PNNL

Abstract

Assessments of the impacts of climate change typically require information at scales of 10 km or less. Such a resolution will not be achieved by global climate models for many years. We have developed an alternative to explicit resolution that can meet the needs of climate change impact assessment now. We have applied to a global climate model a physically-based subgrid-scale treatment of the influence of orography on temperature, clouds, precipitation, and land surface hydrology. The treatment represents subgrid variations in surface elevation in terms of fractional area distributions of discrete elevation classes. For each class it calculates the height rise/descent of air parcels traveling through the grid cell, and applies the influence of the rise/descent to the temperature and humidity profiles of the elevation class. Cloud, radiative, and surface processes are calculated separately for each elevation class using the same physical parameterizations used by the model without the subgrid parameterization. The simulated climate fields for each elevation class can then be distributed in post-processing according to the spatial distribution of surface elevation within each grid cell.

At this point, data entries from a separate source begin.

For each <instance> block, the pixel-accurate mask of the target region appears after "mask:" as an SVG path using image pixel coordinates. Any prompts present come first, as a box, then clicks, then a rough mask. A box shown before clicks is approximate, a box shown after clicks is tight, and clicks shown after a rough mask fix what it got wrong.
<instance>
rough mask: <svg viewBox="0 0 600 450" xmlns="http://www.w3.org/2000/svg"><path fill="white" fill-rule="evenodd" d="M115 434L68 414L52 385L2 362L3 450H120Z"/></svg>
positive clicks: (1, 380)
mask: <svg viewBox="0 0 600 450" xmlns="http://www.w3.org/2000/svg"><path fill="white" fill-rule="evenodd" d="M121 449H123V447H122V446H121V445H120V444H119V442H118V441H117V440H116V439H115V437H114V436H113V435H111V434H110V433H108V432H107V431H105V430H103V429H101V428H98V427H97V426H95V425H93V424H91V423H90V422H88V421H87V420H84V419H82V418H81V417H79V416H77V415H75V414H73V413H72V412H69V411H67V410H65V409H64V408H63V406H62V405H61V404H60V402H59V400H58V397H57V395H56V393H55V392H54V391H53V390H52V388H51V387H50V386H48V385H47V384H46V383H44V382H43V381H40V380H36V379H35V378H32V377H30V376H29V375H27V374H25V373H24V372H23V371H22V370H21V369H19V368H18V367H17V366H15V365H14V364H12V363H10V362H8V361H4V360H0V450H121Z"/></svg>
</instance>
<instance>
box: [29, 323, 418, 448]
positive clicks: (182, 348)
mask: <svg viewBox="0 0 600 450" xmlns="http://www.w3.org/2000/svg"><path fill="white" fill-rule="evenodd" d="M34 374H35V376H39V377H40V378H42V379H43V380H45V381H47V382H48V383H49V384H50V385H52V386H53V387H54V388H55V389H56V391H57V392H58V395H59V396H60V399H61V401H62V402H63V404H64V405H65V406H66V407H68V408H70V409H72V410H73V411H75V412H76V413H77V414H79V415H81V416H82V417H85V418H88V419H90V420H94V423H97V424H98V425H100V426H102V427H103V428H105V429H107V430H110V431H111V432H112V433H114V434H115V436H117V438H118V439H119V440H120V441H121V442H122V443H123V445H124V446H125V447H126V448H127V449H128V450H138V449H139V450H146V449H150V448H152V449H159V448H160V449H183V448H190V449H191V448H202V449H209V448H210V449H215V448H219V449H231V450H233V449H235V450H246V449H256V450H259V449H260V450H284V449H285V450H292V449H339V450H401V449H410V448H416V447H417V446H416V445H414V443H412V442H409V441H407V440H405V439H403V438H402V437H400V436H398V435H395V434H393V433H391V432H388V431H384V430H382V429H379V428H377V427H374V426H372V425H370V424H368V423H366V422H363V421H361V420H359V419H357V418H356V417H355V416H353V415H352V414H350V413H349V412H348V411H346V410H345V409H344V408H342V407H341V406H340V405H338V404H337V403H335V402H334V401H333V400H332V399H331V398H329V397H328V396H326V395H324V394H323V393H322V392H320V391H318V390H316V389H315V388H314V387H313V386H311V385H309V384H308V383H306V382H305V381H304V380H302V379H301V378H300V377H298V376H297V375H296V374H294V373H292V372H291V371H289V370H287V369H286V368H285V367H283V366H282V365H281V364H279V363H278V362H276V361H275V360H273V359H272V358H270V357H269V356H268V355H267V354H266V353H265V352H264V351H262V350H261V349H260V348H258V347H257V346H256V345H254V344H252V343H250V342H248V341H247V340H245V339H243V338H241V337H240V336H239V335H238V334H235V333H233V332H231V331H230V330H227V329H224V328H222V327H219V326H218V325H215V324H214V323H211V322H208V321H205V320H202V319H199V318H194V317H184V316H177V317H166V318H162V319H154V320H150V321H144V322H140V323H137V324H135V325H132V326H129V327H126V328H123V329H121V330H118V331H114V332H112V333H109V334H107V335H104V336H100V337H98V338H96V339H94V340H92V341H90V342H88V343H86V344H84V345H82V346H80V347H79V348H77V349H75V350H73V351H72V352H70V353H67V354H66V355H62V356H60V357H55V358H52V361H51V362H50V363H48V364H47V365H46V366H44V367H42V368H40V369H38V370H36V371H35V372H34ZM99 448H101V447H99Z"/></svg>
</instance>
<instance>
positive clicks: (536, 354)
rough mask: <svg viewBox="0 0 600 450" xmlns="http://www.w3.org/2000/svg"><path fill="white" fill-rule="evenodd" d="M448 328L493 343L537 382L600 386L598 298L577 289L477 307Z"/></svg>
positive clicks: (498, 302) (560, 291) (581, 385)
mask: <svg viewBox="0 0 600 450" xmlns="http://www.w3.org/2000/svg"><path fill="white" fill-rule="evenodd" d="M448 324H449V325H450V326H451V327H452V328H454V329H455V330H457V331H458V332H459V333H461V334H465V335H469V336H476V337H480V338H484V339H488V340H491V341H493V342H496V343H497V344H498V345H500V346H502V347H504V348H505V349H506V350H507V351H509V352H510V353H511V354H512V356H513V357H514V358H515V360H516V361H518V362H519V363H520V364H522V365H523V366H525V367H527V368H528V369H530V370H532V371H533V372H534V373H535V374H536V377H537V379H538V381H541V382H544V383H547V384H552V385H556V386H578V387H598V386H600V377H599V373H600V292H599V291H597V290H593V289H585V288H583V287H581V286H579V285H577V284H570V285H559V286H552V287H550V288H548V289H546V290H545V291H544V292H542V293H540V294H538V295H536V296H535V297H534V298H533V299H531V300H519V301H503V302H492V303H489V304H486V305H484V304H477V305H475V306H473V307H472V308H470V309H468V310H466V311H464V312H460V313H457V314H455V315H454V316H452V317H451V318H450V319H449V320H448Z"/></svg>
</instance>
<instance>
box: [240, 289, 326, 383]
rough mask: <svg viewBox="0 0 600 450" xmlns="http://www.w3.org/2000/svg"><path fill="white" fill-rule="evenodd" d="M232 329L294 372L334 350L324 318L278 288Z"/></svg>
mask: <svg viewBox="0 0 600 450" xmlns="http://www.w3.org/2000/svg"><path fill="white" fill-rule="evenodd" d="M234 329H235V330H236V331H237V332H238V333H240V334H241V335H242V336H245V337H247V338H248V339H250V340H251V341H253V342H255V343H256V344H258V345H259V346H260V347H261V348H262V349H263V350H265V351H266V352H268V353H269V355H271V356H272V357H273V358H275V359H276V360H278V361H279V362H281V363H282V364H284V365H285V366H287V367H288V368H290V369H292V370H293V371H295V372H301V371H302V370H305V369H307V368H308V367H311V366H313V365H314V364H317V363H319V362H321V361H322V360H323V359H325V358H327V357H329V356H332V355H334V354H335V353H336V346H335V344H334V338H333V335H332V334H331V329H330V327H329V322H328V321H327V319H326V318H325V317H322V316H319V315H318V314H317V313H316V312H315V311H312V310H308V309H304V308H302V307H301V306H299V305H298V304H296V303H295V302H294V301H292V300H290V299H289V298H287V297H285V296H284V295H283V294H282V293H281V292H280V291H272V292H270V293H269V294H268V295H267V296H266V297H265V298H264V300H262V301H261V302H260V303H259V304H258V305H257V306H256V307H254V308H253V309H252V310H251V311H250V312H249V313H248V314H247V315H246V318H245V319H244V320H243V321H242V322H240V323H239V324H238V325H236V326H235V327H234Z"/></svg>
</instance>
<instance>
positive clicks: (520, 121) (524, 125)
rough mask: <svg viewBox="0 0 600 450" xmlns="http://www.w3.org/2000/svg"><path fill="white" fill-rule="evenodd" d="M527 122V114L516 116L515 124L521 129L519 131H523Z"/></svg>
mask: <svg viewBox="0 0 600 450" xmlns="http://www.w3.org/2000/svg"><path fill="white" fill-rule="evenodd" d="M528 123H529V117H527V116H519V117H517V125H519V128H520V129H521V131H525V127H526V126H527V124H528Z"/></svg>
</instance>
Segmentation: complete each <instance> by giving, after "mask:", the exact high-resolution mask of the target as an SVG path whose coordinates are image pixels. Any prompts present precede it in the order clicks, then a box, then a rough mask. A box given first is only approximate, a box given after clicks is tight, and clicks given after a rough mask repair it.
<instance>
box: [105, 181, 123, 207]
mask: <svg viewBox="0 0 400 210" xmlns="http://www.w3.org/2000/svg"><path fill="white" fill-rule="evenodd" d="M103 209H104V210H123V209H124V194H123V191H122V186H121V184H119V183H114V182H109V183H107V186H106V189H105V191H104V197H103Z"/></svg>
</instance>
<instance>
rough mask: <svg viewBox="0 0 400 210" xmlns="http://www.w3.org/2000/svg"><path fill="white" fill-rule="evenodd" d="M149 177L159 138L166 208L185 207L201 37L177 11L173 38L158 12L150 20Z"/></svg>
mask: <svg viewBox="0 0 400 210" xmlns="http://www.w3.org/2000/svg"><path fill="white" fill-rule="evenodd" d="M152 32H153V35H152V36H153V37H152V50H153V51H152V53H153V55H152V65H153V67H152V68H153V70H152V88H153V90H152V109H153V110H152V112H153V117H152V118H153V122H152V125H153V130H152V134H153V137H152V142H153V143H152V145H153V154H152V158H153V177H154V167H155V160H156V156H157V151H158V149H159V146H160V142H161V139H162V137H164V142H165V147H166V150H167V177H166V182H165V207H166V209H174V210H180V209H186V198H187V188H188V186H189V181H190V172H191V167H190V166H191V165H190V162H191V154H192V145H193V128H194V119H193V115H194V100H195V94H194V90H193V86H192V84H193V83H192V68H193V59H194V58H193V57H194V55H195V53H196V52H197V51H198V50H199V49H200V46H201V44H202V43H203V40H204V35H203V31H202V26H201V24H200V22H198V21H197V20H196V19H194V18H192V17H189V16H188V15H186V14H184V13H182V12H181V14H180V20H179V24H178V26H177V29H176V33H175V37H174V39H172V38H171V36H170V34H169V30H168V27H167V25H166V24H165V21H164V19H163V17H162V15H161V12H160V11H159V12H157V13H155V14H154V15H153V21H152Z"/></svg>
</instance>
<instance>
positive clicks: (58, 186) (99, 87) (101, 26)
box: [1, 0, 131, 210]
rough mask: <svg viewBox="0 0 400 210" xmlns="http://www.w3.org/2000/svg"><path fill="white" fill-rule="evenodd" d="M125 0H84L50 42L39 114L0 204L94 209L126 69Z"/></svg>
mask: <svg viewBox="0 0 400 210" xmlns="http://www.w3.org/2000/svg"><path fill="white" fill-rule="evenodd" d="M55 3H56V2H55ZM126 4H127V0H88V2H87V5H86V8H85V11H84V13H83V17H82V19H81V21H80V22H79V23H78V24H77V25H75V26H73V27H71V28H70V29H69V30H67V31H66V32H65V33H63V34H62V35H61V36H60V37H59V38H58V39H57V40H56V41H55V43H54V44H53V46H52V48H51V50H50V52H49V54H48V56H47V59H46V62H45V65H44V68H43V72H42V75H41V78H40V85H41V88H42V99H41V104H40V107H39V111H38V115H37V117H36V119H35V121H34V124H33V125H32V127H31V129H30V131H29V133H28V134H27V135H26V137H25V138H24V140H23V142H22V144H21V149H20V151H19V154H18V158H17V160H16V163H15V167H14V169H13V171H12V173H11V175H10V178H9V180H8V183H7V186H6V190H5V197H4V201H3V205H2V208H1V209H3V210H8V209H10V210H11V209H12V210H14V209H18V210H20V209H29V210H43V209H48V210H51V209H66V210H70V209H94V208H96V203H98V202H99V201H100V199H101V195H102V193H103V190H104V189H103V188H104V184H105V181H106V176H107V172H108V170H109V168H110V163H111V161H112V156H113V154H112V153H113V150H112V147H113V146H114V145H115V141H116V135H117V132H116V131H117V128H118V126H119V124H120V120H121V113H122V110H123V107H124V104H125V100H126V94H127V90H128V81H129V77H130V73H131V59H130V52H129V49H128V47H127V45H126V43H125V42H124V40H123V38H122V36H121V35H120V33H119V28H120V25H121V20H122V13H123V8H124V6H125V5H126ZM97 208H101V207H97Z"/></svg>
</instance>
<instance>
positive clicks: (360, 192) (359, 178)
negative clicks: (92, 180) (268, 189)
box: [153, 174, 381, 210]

Parallel 10-year simulations with and without the subgrid treatment have been performed. The simulated temperature, precipitation and snow water are mapped to 2.5 minute (~5 km) resolution and compared with gridded analyses of station measurements. The simulation with the subgrid scheme produces a much more realistic distribution of snow water and significantly more realistic distributions of temperature and precipitation than the simulation without the subgrid scheme. Moreover, the grid cell means of most other fields are virtually unchanged by the subgrid scheme. This suggests that the tuning of the climate model without the subgrid scheme is also applicable to the model with the scheme.